It started out as the perfect evening. My friend DJ invited me out to dinner and suggested that afterwards we could go back to his place and break out the whip cream, if you know what I’m saying. Of course I accepted his invitation with glee.
I should have known right then that this was all too good to be true. Something was bound to come along and sour my evening.
And it did.
It happened after we took our seats at the restaurant. After the waiter asked my dining companion for his drink order, he turned to me and asked, “And what will you be having, Miss?”
In that instant, my perfect evening crapped the bed like Paris Hilton’s recording career. I looked at DJ (who recognized the warning signs that I was about to make a scene and quickly scanned the room for places to duck and cover), swung around, channeled my inner bitch and replied, “Well, I have a dick, thank you very much, but I’d love a Diet Pepsi”.
Needless to say, that kind of beginning promptly signaled the end of my perfect evening. Dinner and drink could not remove the bitter taste from my mouth, and neither could DJ, though God bless his big heart and even bigger bulge for trying. I spent the rest of the evening gesticulating as little as possible, speaking in a voice low enough to give Bea Arthur a run for her money, and secretly pondering whether a steak knife would be sharp enough to hack through my considerable amount of color treated hair.
The next day at lunch, I recounted the whole “Miss” incident to my friends. Their reactions ranged from, “You may be a big queen, honey, but nothing about you screams woman, especially with that five o’clock shadow going on”, which made me laugh, to “Oh, it was a simple mistake. It’s not like he accused you of terrorism”, which made me feel rather silly. But were my feelings about this really that ridiculous? When, whether malicious intent or not, the world at large rattles your identity, wouldn’t you get defensive?
I confess my reaction to this incident was pretty extreme (you think?) and that poor waiter, who I’m sure is a nice enough fella, will probably spend the rest of his life on Prozac and fearing the public because of it. But his “simple mistake” as my friend put it, represents a much bigger problem in this fickle world of ours: the constant need we have to define and label people.

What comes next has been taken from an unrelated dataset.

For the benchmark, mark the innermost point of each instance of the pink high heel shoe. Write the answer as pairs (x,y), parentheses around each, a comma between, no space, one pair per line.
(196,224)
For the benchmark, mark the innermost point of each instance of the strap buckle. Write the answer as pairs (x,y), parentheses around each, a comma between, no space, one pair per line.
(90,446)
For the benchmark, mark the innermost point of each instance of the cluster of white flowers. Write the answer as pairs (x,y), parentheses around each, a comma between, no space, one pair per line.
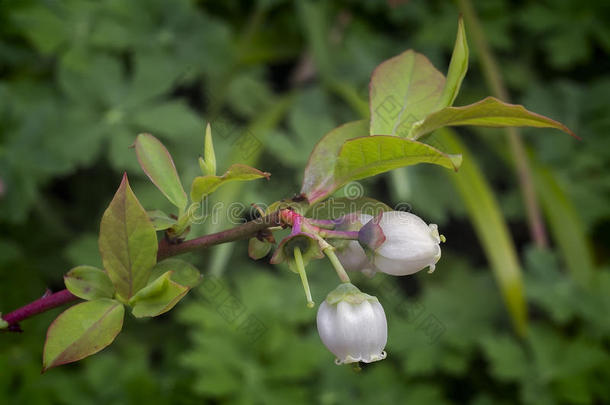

Yes, I have long hair. Yes, I’ve got a rack that most teenage girls (and some grown women, to be perfectly honest) would kill for. And I’m very well aware that I’m about as butch as a poodle wearing a hot pink tutu. But in spite of the gender roles and stereotypes we’ve had drilled into our brains adnauseam, having or expressing a feminine side doesn’t mean I am or want to be a girl. And likewise, being a big, Nellie queen does not make me less of a man. Until called into question, I hadn’t spent a lot of time looking at myself as exclusively one thing or another. I’ve always been just Robby, deifier of many categories. Unfortunately, this planet hasn’t caught up to speed with me yet.
I know I’m not alone in facing society’s idiocy. Quite a few people in the queer community deal with it everyday as well. Too may people believe drag queens really want to be women and that lesbians must really want to be men. I have yet to see any case where this is true, and I watch cable. I can’t even begin to imagine what someone who is or actually has transitioned has to put up with.
The whole concept of having to adhere to specific gender roles and stereotypes because that’s what people are used to and are comfortable with is just so yesterday. Until the day comes that the world starts seeing things with a different set of eyes, I guess I’ll be forced to continue my public finger wagging at these antiquated perceptions and remind people as loudly as I can: storage boxes are for labeling, not people.
And if you’re going to call me something please, for the love of God, at least be accurate.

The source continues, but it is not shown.